N’ayant connu que des « jeunes gens » depuis la maternelle, ça allait être la révolution sexuée voire sexuelle. J’avoue que je n’avais aucune idée de la manière d’approcher les poules et de rentrer dans leur petit monde. A part sur le fait qu’elle ne portaient pas de pantalons, je ne pouvais pas dire grand-chose de la gente féminine n’ayant approché que ma mère, ma grand-mère et ma voisine Corinne, mais elle je savais que c’était, aux dires de sa maman, un garçon manqué.

A l’immense bâtiment tout neuf de 7 étages succéda une ancienne bâtisse qui peinait à laisser apercevoir ses deux étages derrière le mur qui la séparait de la rue Auguste Mounié après que le regard ait traversé la rangée d’arbres de la cour d’entrée. Tout le personnel en était exclusivement féminin, à commencer par Mère Delval qui dirigeait tout l’établissement de la maternelle à la terminale. La cour avant était celle des « petits », la nôtre se trouvait par derrière et sur le côté nous pouvions apercevoir au travers d’un grillage celle des collégiennes. Le clapier des poules en d’autres termes.

A peine arrivé je n’ai pu m’empêcher de constater deux choses : la majorité de mes copains étaient resté dans les bâtiments de Saint Marie en section C ou D. Il n’y avait que de nouvelles têtes et surtout de nouveaux vêtements : ceux des filles. Au premier regard, j’ai tout de suite pu constater une différence de gabarit et d’accoutrement ; d’un côté Patricia, une adorable petite brune en ciré jaune qui cachait un chemisier aux jolies couleurs, et de l’autre Isabelle une géante habillée en noir et gris, avec toujours son casque de moto, gris lui aussi, sous le bras. Je dois avouer qu’il ne me reste guère de souvenir en dehors de ces deux extrêmes. Il me semble que tous les autres étaient des garçons. Souvent nous chahutions avec le casque d’Isabelle nous le passant de mains en mains. Un jour celle-ci prétendit que nous l’avions rendu hors d’usage en le faisant tomber par terre et que chaque garçon devait lui apporter 50 francs afin qu’elle s’en achète un neuf, faute de quoi elle irait se plaindre auprès de mère Delval. Nous avons tous du demander 50 francs à nos parents prétextant je ne sais quel achat impéré de fournitures scolaires.

Vous vous attendez peut-être à ce que je vous raconte mes années de lycée mixte comme des années de conquêtes, mais la seule chose que je convoitait était le bac Français au sortir de la classe de Première. J’ai passé toutes mes années de lycées à préparer des rédactions sans fin et des devoirs d’Histoire-Géographie tous les soirs et tous mes week-end. j’avais, de ce fait, dû abandonner le père Giraud et ses Petits Chanteurs de Sainte Marie.

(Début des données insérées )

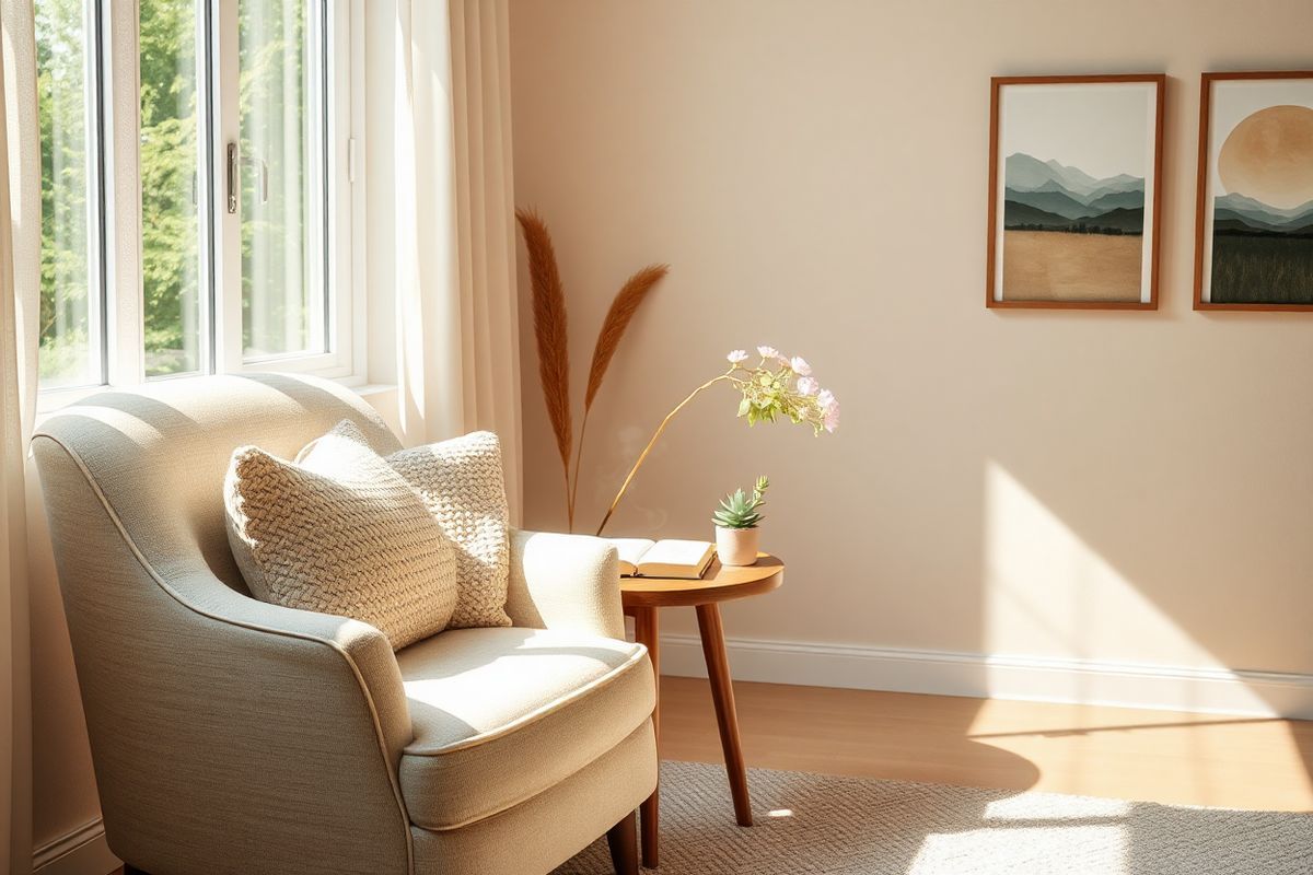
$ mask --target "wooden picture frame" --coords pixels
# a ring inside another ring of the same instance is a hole
[[[1166,85],[1165,73],[990,80],[986,307],[1158,308]]]
[[[1195,310],[1313,311],[1310,144],[1313,71],[1203,73]]]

Ma classe de seconde fut donc une année d’acclimatation : apprendre à travailler à plein régime sans trop perdre de temps à regarder ces nouvelles venues qui, pour moi, vivaient encore dans un autre monde.

Je retiens des anecdotes vécues hors la classe avec mon seul ami m’ayant suivi depuis le collège : Joel Alexia. Je connaissais toute sa famille, des martiniquais très pieux, qui avaient donné à tous ses garçons des prénoms commençant par J comme Jésus : Joel, Jocelyn, Jean-Marc etc.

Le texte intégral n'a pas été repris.